アメリカではウォルマート(WMT)が商品を無料で2日以内に宅配するサービスを展開しており、それに対抗してアマゾンは、プライム会員向けに1日で無料配達(ワンデーデリバリー)を始めています。なかなか激しい競争が繰り広げられているようです。こうなってしまうと、ネット販売が売上高の伸びが良いと言っても、利益が少なくなってしまいます。このワンデーデリバリーにかかった費用は、第2四半期で8億ドル強かかっています。

AMZNガイダンスも悪い

第3四半期の利益は、21-31億ドルの見通しで、予想では44億ドルと予想されていましたので、期待外れということになります。

アフターマーケットで-3%、AMZN株は下落しました。

AWSは好調

クラウドサービスのAWSの方は好調で、営業利益全体の7割を稼ぎました。クラウドサービスの方もマイクロソフトとの競争が激しくなると思います。ネット販売で、ウォルマートと競争しているのと同じようなことになるでしょう。

ただ、全く競争がないということはあり得ないです。1社だけ独占だと、独禁法に抵触しますし、2社だけでも当局には目をつけられるでしょう。

3社だと目をつけられにくいし、競合も緩いので、じつは一番儲かると言われています。

過去のチャートを見ても、やはり株価は右肩上がりですし、わざわざAMZN株を売り飛ばして、他の銘柄に乗り換える必要もないと思います。

AMZN買い増しのチャンス

優良企業の株価はジグザクしながら右肩上がりです。むしろ、ちょっと下がってくれた方が買い増しのタイミングを作りやすいです。

アルファベット(GOOG、GOOGL)は予想を上回る

第2四半期のEPSは、13.97ドルの予想が、14.21ドルで予想を上回りました。

売上高も、予想308.4億ドルに対して、317.1億ドルで予想を上回りました。

昨年は、欧州の独占禁止当局に課せられた罰金に足を引っ張られていましたが、今回はその費用が計上されなかったのも利益上昇につながりました。

ユーチューブ好調

オンラインサイトからの売上高や広告収入が好調だったようです。特にユーチューブの広告収入が堅調で、色々レギュレーションの制約が出てきて、動画削除などの手間ひまがかかる恐れがありましたが、利益にほとんど影響はありませんでした。

昨年から株価が低迷していたことや、前回の決算報告が悪かったことからの反動もあって、GOOG株価は、時間外取引で9%も上昇しています。

クラウドに賭けるならAMZN、GOOG、MSFT、ADBEがおすすめ

アルファベットもクラウド事業が好調でした。

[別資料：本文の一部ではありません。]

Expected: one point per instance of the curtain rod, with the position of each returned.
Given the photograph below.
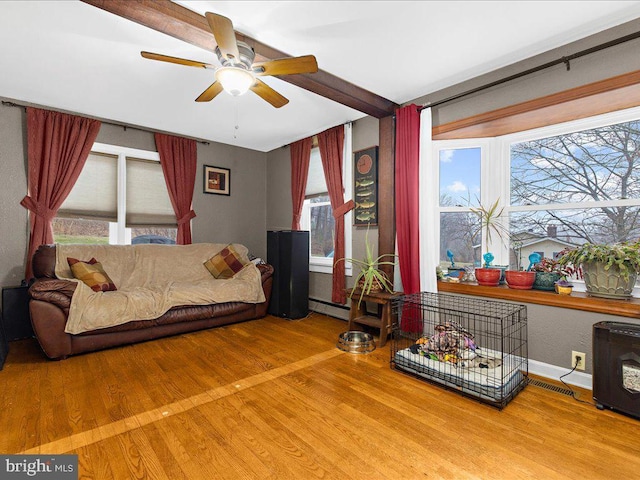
(566, 60)
(13, 104)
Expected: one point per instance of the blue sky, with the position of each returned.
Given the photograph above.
(460, 175)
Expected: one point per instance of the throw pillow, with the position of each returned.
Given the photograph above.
(226, 263)
(91, 273)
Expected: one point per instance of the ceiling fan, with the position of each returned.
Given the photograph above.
(238, 72)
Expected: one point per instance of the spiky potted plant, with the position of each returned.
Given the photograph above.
(370, 278)
(487, 274)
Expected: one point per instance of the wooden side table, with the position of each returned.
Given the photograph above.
(359, 315)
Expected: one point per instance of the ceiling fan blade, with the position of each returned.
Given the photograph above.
(179, 61)
(269, 94)
(210, 93)
(222, 29)
(286, 66)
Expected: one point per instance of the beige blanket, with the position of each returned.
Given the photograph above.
(150, 279)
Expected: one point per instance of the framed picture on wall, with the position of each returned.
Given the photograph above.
(217, 180)
(365, 191)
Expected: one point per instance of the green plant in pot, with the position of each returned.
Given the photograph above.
(609, 270)
(370, 278)
(491, 226)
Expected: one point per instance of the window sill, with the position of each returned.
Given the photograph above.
(576, 301)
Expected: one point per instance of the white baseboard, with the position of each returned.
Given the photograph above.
(579, 379)
(553, 372)
(328, 310)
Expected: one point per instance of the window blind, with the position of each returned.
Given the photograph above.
(148, 200)
(316, 184)
(94, 195)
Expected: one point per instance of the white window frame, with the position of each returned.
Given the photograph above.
(325, 265)
(119, 233)
(495, 174)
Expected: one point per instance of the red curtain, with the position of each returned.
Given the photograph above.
(178, 157)
(58, 145)
(300, 155)
(331, 145)
(407, 170)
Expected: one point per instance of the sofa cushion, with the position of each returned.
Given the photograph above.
(226, 263)
(91, 273)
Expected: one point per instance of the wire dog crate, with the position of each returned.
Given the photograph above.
(477, 347)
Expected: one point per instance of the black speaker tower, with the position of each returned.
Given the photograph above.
(288, 253)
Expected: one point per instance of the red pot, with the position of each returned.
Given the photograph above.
(520, 280)
(489, 277)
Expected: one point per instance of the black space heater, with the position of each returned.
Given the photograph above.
(616, 367)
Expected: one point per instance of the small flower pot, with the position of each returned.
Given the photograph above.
(520, 280)
(561, 290)
(488, 277)
(546, 281)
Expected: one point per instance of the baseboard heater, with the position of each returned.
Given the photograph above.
(331, 304)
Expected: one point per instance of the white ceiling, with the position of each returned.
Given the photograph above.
(72, 56)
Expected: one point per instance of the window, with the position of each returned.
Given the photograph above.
(120, 198)
(317, 214)
(560, 186)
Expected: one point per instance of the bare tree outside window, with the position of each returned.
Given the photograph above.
(587, 185)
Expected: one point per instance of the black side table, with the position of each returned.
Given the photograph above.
(16, 319)
(4, 347)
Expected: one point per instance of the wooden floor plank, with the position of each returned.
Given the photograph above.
(275, 399)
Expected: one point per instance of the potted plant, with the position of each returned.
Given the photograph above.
(609, 270)
(549, 271)
(370, 278)
(563, 287)
(487, 274)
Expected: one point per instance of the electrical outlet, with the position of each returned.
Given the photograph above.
(578, 360)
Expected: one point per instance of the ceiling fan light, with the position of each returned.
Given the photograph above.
(235, 81)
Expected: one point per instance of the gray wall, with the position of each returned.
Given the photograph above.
(238, 218)
(279, 214)
(553, 332)
(591, 68)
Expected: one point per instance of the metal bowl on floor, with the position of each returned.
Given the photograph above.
(356, 342)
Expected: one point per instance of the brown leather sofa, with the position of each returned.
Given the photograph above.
(51, 298)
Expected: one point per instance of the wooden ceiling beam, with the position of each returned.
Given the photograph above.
(181, 23)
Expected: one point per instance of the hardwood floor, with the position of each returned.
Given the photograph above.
(274, 399)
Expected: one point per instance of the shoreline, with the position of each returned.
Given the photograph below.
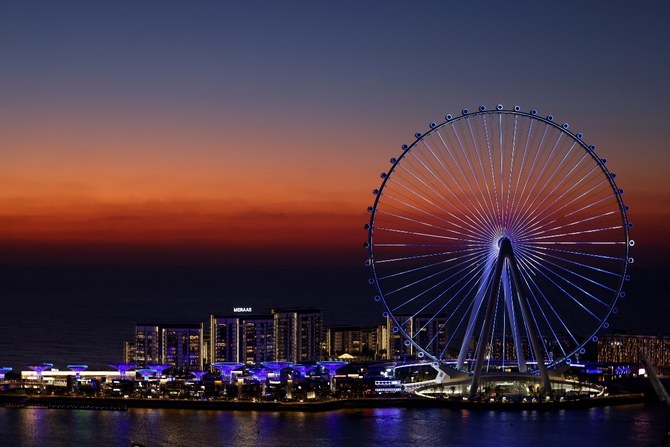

将来的には、大型ハイテク企業数社がクラウド事業を独占するようになるでしょう。まるで、旅客機の世界がボーイングとエアバスが2強で、エンブラエルとボンバルディアまでの4社で9割以上占められているように、クラウド事業も寡占が進んでいきます。

もし、クラウド事業を行なっている銘柄を長期投資するのなら、大型ハイテク企業の銘柄を2、3つ投資しておきましょう。小さな会社は寡占が進むと無くなってしまう可能性大です。